Two years ago, many corporate executives wouldn't have dreamed of stepping foot inside a luxury resort. Today, the landscape looks vastly different, as fading perception issues, an improved economy and a lack of new supply are turning the tide for upscale resort properties.
"It's been a wild rollercoaster," says hospitality industry analyst Jan Freitag, vice president of global development for STR Global in Hendersonville, Tenn. "While the global and U.S. economy had its meltdown, the upper end of the market was hit disproportionally hard and went way down. But now it is way up again."
The numbers tell the story. According to Freitag, occupancy rates at luxury resort hotels dropped 8 percent in 2009 from 2008, but then increased 6.9 percent in 2010 from 2009 levels.
Although meetings may be coming back to five-star properties, rates are still hovering around mid-recession levels. Freitag says rates declined by a whopping 16.5 percent in 2009 over 2008. Although things are starting to stabilize, Freitag reports only a 1.9 percent increase in rates in 2010 over 2009, which means hotels have a long way to go.
"We have to fight against the rate decrease of 16.5 percent—it is going to take a while," he says.
According to Freitag, room rates at luxury resort properties will increase 7.5 percent in 2011, then increase by another 11.5 percent in next year. Part of the reason behind the projected rate growth is a lack of new supply, he says, noting that luxury resort hotels are extremely expensive to build, usually taking about five years from planning to opening.
"Very little development is going to happen in the next two years," he says.
"So right now, the luxury resort industry is firing on all cylinders. They just need to make up a lot of rates.
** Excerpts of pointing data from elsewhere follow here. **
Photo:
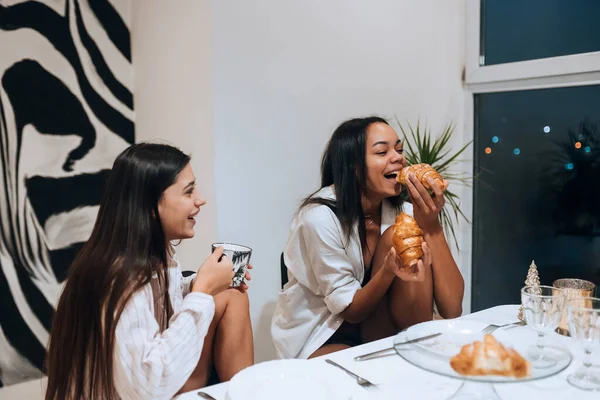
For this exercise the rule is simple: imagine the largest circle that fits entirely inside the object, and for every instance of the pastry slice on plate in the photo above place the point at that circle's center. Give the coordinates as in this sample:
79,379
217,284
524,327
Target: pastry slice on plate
490,357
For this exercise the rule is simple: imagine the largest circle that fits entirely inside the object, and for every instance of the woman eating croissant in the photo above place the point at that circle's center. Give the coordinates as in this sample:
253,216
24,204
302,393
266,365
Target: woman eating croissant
362,264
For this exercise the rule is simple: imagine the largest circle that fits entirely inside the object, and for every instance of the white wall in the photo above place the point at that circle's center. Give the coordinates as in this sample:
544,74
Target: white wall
286,73
173,97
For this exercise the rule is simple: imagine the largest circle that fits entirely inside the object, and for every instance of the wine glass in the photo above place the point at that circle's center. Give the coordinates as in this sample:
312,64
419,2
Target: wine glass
543,307
583,314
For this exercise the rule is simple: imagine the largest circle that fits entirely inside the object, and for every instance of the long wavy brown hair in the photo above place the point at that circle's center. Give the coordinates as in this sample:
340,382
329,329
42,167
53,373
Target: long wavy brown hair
127,246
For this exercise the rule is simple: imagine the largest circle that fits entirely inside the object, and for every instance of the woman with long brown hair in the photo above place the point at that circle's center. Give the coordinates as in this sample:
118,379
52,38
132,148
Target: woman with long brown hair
128,325
346,285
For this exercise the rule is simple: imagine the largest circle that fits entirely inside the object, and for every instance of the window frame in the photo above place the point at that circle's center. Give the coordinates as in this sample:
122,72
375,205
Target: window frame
553,72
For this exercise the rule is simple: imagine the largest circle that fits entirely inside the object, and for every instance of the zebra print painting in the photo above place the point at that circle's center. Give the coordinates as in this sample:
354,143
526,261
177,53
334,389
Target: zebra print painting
66,111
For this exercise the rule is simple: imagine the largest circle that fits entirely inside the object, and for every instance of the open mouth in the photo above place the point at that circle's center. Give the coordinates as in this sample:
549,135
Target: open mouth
193,216
391,175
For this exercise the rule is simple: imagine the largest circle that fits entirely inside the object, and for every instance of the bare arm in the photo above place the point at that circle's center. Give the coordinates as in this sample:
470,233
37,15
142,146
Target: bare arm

People should check them out right now because prices are just going to go up."
Perception Fading
Fading perception issues are also at the root of the rebounding occupancy levels at upscale resort hotels.
"The AIG Effect has drawn its last breath and is now dead," says Kelly Wood, vice president of global sales organization-North America for The Ritz-Carlton Hotel Company. "People are more comfortable these days. [Since 2008,] there has been so much information and education from the hospitality industry out to the public with regard to the power of incentive programs, that we are seeing an uptick in business now."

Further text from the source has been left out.